Sebab pernikahan itu mencukupi segalanya, penuh berkah, dan menjadi solusi. Jika orang yang dicintainya adalah wanita yang mungkin dinikahinya, maka hendaklah ia menikahinya. Jika sulit menikahinya, hendaklah memohon kepada Allah swt. untuk memudahkannya. Jika ia tak bisa menikahinya karena sebab-sebab tertentu, maka hendaklah ia bersabar dan memohon kepada Allah swt. agar diberi jalan keluar.

8 Menengok orang sakit, mengiringi jenazah, menziarahi kubur, melihat orang mati, berpikir tentang kematian dan kehidupan setelahnya.

9. Senantiasa menghadiri majelis ilmu, duduk bersama orang-orang zuhud, dan mendengar kisah-kisah orang shalih.

10. Memangkas habis ambisi dengan membuang rasa putus asa, disertai dengan keinginan keras untuk dapat menundukkan hawa nafsu.

11. Selalu konsisten menjaga shalat dengan sempurna, menjaga kewajiban-kewajiban shalat, baik berupa kekhusyukan dan kesempurnaannya secara lahir dan batin.

12. Menjaga kharisma agar tidak jatuh kepada kedudukan yang hina dina, tidak jatuh dalam perbuatan yang tercela dan segala bentuk yang dapat menghalangi keutamaan. Orang-orang yang memiliki harga diri, tidak pernah mau terikat menjadi budak sesuatu. lihat saja betapa hawa nafsu menyebabkan orang-orang mulia menjadi hina.

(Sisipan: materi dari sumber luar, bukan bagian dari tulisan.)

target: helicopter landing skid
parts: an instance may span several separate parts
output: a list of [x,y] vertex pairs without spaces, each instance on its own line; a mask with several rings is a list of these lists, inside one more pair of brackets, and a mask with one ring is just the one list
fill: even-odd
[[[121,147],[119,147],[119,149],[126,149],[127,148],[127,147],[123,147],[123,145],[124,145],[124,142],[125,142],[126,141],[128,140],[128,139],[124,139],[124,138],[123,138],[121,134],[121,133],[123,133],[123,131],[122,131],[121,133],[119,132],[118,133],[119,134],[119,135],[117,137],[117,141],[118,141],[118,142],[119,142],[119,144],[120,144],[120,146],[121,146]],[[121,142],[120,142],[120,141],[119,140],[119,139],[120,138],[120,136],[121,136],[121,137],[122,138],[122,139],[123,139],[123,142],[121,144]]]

13. Menjaga kemuliaan dirimu kesucian dan kehormatannya. Hal ini akan membuat seseorang jauh dari perkara yang akan meruntuhkan martabatnya.

14. Membayangkan cela yang terdapat pada diri orang yang dicintainya.

ibnul Jauzi rohimahullah berkata, ” Sesungguhnya manusia penuh dengan najis dan kotoran. Dan orang yang dimabuk cinta melihat kekasihnya dalam keadaan sempurna. Karena cinta, ia tidak dapat melihat aib kekasihnya. Sebab, hakikat segala sesuatu dapat disingkap dengan timbangan yang adil. Sementara yang menjadi penguasa atas dirinya adalah hawa nafsu yang dzalim. Itu akan menutupi seluruh cela, hingga akhirnya orang yang dilanda cinta melihat kekasihnya yang jelek menjadi jelita”.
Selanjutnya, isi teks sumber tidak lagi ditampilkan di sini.